A Scalable Workflow to Build Machine Learning Classifiers with Clinician-in-the-Loop to Identify Patients in Specific Diseases
Jingqing Zhang, Atri Sharma, Luis Bolanos, Tong Li, Ashwani Tanwar,, Vibhor Gupta, Yike Guo

TL;DR
This paper introduces a scalable, clinician-in-the-loop machine learning workflow that combines structured and unstructured EHR data to improve patient identification for specific diseases, surpassing traditional ICD code methods.
Contribution
It presents a novel workflow integrating NLP, AutoML, and clinician feedback to enhance disease classification accuracy in EHRs, especially for miscoded or missed cases.
Findings
Higher F1 scores for disease classification compared to ICD codes.
Workflow outperforms structured data-only models.

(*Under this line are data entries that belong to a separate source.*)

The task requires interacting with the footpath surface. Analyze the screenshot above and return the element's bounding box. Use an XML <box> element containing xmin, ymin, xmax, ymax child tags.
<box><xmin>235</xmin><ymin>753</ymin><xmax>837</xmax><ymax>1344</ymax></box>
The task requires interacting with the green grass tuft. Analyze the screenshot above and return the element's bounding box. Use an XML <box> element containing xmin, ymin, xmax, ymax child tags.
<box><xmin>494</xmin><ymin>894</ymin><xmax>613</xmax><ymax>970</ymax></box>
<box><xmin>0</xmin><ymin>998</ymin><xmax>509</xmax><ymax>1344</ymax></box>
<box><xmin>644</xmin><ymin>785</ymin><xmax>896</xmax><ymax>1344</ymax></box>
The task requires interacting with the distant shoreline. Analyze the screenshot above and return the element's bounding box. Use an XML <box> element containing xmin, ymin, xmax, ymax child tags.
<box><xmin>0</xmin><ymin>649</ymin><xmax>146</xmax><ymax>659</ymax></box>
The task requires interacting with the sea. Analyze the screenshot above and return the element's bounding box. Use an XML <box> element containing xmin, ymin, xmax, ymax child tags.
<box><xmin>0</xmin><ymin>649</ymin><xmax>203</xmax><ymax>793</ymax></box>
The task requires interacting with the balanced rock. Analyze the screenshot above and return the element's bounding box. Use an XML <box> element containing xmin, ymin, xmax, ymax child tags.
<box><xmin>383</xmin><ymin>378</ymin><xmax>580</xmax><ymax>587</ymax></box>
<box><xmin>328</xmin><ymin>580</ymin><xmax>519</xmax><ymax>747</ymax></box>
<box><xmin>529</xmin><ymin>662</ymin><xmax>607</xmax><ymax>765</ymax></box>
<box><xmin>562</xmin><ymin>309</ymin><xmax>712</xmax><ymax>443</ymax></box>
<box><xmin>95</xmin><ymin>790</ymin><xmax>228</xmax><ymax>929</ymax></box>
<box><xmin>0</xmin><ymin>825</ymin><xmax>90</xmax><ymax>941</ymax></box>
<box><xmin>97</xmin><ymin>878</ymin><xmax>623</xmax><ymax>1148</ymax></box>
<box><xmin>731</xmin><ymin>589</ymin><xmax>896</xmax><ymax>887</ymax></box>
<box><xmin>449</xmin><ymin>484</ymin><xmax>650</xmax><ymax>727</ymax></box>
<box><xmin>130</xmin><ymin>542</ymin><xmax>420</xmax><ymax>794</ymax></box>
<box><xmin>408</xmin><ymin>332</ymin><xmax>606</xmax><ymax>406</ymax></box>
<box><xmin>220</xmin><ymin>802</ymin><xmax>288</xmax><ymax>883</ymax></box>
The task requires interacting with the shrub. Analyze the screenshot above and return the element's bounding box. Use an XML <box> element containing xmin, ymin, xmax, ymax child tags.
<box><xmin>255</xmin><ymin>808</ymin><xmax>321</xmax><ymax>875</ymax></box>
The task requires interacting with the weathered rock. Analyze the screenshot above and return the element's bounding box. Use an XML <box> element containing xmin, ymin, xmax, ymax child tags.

Identifies more patients missed by ICD coding.
Abstract
Clinicians may rely on medical coding systems such as International Classification of Diseases (ICD) to identify patients with diseases from Electronic Health Records (EHRs). However, due to the lack of detail and specificity as well as a probability of miscoding, recent studies suggest the ICD codes often cannot characterise patients accurately for specific diseases in real clinical practice, and as a result, using them to find patients for studies or trials can result in high failure rates and missing out on uncoded patients. Manual inspection of all patients at scale is not feasible as it is highly costly and slow. This paper proposes a scalable workflow which leverages both structured data and unstructured textual notes from EHRs with techniques including NLP, AutoML and Clinician-in-the-Loop mechanism to build machine learning classifiers to identify patients at scale with given…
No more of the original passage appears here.